DECOMPOSITIONS_LOADED = False
VMAP_DECOMPOSITIONS_LIB = None

# torch.package, Python 3.11, and torch.jit-less environments are unhappy with
# decompositions. Only load them when needed if possible.
def lazy_load_decompositions():
    global DECOMPOSITIONS_LOADED
    if DECOMPOSITIONS_LOADED:
        return
    DECOMPOSITIONS_LOADED = True

    if not (os.environ.get("PYTORCH_JIT", "1") == "1" and __debug__):
        return
    # use an alternate way to register an operator into the decomposition table
    # _register_jit_decomposition doesn't work for some operators, e.g. addr,
    #  because the Tensor types generated cannot be unioned by torchscript
    # decomp should be type OpOverload
    global VMAP_DECOMPOSITIONS_LIB
    VMAP_DECOMPOSITIONS_LIB = torch.library.Library("aten", "IMPL", "FuncTorchBatched")
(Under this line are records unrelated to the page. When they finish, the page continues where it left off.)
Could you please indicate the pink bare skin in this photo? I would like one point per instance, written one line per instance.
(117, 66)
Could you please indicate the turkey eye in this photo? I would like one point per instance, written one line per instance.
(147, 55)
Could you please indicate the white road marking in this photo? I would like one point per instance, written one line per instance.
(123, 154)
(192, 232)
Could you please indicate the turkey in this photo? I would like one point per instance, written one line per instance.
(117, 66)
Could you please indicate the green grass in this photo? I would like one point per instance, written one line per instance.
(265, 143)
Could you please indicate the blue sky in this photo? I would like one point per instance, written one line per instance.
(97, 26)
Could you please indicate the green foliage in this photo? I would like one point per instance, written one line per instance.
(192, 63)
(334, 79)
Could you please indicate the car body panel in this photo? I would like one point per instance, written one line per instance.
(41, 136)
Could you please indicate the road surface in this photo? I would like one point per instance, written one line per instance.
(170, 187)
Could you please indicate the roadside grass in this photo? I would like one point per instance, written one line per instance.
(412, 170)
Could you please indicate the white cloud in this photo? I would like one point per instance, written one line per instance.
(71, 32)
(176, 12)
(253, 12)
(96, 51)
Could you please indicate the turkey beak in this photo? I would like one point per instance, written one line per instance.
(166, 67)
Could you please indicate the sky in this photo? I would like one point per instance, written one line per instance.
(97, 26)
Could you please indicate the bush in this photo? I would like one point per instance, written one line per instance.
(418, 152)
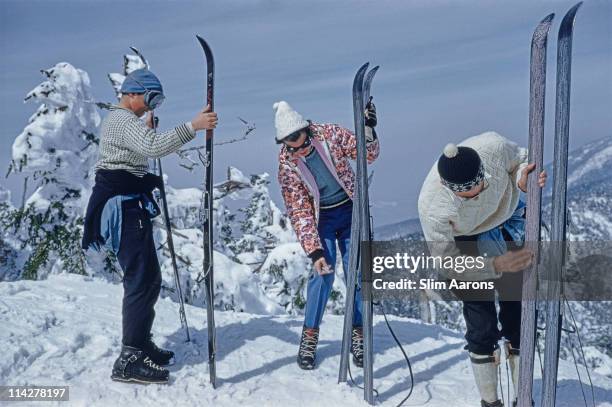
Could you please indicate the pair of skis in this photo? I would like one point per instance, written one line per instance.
(177, 282)
(207, 216)
(164, 204)
(559, 209)
(360, 232)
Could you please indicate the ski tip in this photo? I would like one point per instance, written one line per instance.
(541, 31)
(568, 20)
(548, 19)
(202, 41)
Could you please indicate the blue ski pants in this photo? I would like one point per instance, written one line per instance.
(481, 317)
(141, 273)
(334, 225)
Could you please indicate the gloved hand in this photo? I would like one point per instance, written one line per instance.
(370, 114)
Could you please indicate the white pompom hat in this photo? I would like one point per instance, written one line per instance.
(287, 120)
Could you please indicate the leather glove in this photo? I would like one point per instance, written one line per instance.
(370, 114)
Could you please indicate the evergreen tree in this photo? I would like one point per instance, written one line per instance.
(56, 150)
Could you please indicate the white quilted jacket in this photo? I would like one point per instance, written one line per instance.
(443, 215)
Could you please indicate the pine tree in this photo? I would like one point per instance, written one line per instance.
(56, 150)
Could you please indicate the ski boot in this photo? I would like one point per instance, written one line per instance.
(485, 374)
(161, 357)
(513, 358)
(308, 348)
(133, 365)
(357, 345)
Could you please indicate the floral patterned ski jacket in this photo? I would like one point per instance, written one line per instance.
(336, 145)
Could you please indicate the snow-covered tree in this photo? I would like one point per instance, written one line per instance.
(56, 150)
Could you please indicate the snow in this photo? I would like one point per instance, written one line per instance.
(65, 330)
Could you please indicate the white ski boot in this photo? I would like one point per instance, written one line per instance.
(485, 374)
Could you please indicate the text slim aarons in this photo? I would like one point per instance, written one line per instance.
(404, 261)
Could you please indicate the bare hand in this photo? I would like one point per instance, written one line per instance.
(522, 184)
(322, 267)
(205, 119)
(514, 261)
(149, 121)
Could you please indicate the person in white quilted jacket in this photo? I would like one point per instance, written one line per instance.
(473, 193)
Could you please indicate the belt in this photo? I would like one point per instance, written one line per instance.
(132, 203)
(336, 204)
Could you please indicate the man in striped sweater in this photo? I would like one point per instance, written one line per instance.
(120, 210)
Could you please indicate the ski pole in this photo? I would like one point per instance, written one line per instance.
(164, 202)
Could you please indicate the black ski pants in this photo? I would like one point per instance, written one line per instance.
(141, 273)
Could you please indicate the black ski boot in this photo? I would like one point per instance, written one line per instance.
(133, 365)
(161, 357)
(308, 348)
(497, 403)
(357, 345)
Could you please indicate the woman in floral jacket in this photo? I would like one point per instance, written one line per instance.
(317, 184)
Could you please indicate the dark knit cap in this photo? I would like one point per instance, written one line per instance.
(460, 168)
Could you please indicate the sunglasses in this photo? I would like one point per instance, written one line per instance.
(153, 98)
(307, 142)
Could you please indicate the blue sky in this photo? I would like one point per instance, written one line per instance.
(449, 70)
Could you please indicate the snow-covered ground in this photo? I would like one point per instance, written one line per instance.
(66, 331)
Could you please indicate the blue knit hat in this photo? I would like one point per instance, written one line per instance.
(139, 81)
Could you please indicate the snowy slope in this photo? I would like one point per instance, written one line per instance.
(65, 331)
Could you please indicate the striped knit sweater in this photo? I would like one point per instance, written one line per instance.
(126, 142)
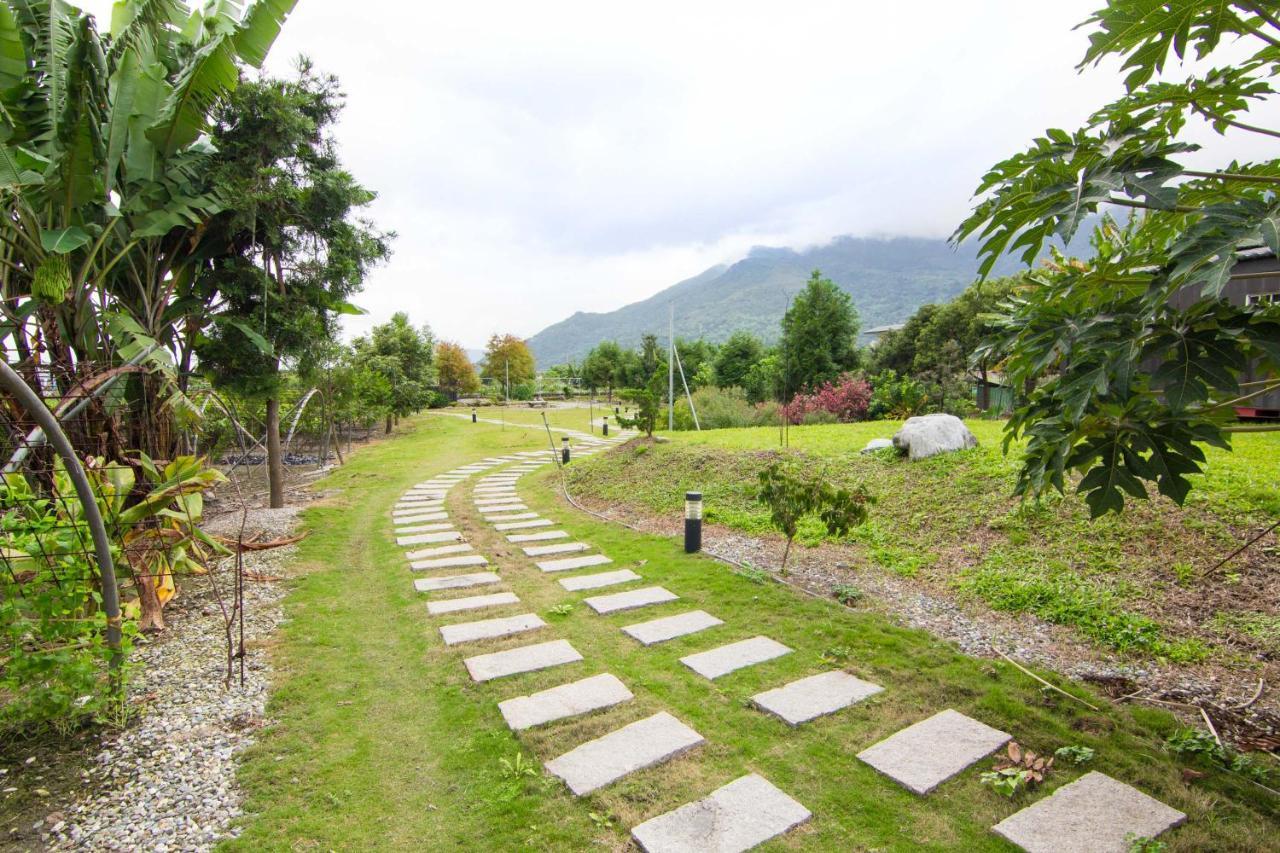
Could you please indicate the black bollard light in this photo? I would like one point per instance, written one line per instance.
(693, 521)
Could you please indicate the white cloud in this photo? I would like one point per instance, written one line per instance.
(539, 159)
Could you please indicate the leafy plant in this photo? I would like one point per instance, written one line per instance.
(1143, 844)
(848, 594)
(1074, 753)
(517, 767)
(1124, 382)
(1018, 770)
(791, 496)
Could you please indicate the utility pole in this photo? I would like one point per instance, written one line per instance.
(671, 368)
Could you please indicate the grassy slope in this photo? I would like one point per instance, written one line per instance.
(1128, 582)
(382, 740)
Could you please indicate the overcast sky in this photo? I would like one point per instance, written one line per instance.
(540, 159)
    from torch._decomp import decomposition_table

    def _register_python_decomposition_vmap(decomp):
        if decomp in decomposition_table:
            VMAP_DECOMPOSITIONS_LIB.impl(decomp, decomposition_table[decomp])
        else:
            raise RuntimeError(f"could not find decomposition for {decomp}")
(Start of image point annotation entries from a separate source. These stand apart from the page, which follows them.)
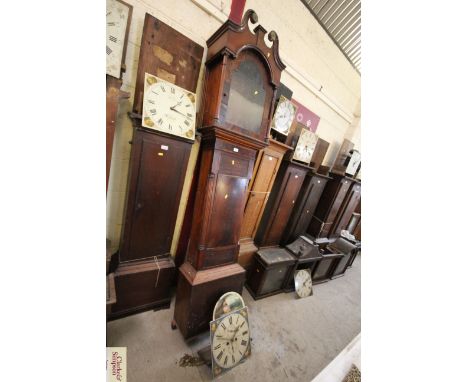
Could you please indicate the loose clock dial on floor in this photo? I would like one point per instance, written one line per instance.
(118, 16)
(303, 283)
(168, 108)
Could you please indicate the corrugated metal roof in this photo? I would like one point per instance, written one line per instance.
(341, 19)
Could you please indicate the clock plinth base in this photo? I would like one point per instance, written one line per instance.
(246, 251)
(143, 285)
(198, 292)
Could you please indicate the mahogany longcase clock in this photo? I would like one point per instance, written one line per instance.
(242, 75)
(266, 167)
(169, 65)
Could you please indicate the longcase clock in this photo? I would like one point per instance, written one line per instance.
(266, 167)
(118, 17)
(169, 65)
(329, 205)
(242, 75)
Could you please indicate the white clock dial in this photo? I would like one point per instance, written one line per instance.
(168, 108)
(231, 339)
(116, 26)
(284, 116)
(305, 146)
(303, 283)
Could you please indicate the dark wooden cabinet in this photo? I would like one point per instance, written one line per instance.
(145, 273)
(307, 256)
(346, 248)
(265, 170)
(269, 272)
(329, 205)
(347, 209)
(304, 207)
(156, 177)
(283, 196)
(241, 78)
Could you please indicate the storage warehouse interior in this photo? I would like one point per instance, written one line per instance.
(233, 190)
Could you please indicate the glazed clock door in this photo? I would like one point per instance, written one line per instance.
(258, 195)
(156, 182)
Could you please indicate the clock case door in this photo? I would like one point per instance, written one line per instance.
(329, 205)
(236, 59)
(283, 196)
(265, 170)
(145, 273)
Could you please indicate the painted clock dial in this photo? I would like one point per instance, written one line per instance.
(117, 14)
(284, 116)
(230, 340)
(305, 146)
(168, 108)
(303, 283)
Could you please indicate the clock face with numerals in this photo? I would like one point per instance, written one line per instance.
(117, 14)
(230, 340)
(303, 283)
(284, 116)
(168, 108)
(305, 146)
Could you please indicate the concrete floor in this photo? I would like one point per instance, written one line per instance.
(292, 339)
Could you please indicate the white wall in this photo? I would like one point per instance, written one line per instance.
(317, 72)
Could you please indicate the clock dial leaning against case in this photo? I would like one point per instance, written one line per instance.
(284, 116)
(305, 146)
(117, 14)
(230, 340)
(303, 283)
(168, 108)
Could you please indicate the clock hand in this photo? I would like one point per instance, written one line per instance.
(177, 111)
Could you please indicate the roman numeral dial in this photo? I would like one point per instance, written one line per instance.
(117, 14)
(230, 342)
(165, 110)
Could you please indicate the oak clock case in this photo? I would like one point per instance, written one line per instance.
(242, 74)
(145, 273)
(265, 170)
(118, 16)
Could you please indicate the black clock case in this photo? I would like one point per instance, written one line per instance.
(270, 268)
    _register_python_decomposition_vmap(torch.ops.aten.mse_loss_backward.default)
    _register_python_decomposition_vmap(torch.ops.aten.addr.default)

# vmap(func)(inputs) wraps all Tensor inputs to be batched in BatchedTensors,
# sends those into func, and then unwraps the output BatchedTensors. Operations
# on BatchedTensors perform the batched operations that the user is asking for.
#
# vmap's randomness behavior differs from JAX's, which would require a PRNG key
# to be passed everywhere.

@exposed_in('torch.func')
def vmap(
        func: Callable,
        in_dims: in_dims_t = 0,
        out_dims: out_dims_t = 0,
        randomness: str = 'error',
        *,
        chunk_size=None) -> Callable:
    """
    vmap is the vectorizing map; ``vmap(func)`` returns a new function that
    maps ``func`` over some dimension of the inputs. Semantically, vmap
    pushes the map into PyTorch operations called by ``func``, effectively
    vectorizing those operations.

    vmap is useful for handling batch dimensions: one can write a function
    ``func`` that runs on examples and then lift it to a function that can
    take batches of examples with ``vmap(func)``. vmap can also be used to
    compute batched gradients when composed with autograd.

    .. note::
        :func:`torch.vmap` is aliased to :func:`torch.func.vmap` for
        convenience. Use whichever one you'd like.

    Args:
        func (function): A Python function that takes one or more arguments.
            Must return one or more Tensors.
        in_dims (int or nested structure): Specifies which dimension of the
            inputs should be mapped over. ``in_dims`` should have a
            structure like the inputs. If the ``in_dim`` for a particular
            input is None, then that indicates there is no map dimension.
            Default: 0.
        out_dims (int or Tuple[int]): Specifies where the mapped dimension
            should appear in the outputs. If ``out_dims`` is a Tuple, then
            it should have one element per output. Default: 0.
        randomness (str): Specifies whether the randomness in this
            vmap should be the same or different across batches. If 'different',
            the randomness for each batch will be different. If 'same', the
            randomness will be the same across batches. If 'error', any calls to
            random functions will error. Default: 'error'. WARNING: this flag
            only applies to random PyTorch operations and does not apply to
            Python's random module or numpy randomness.
        chunk_size (None or int): If None (default), apply a single vmap over inputs.
            If not None, then compute the vmap :attr:`chunk_size` samples at a time.
            Note that :attr:`chunk_size=1` is equivalent to computing the vmap with a for-loop.
            If you run into memory issues computing the vmap, please try a non-None chunk_size.

    Returns:
        Returns a new "batched" function. It takes the same inputs as
        ``func``, except each input has an extra dimension at the index
        specified by ``in_dims``. It takes returns the same outputs as
        ``func``, except each output has an extra dimension at the index
        specified by ``out_dims``.

    .. warning:
        :func:`vmap` works best with functional-style code. Please do not
        perform any side-effects in ``func``, with the exception of
        in-place PyTorch operations. Examples of side-effects include mutating
        Python data structures and assigning values to variables not captured
        in ``func``.

    One example of using :func:`vmap` is to compute batched dot products. PyTorch
    doesn't provide a batched ``torch.dot`` API; instead of unsuccessfully
    rummaging through docs, use :func:`vmap` to construct a new function.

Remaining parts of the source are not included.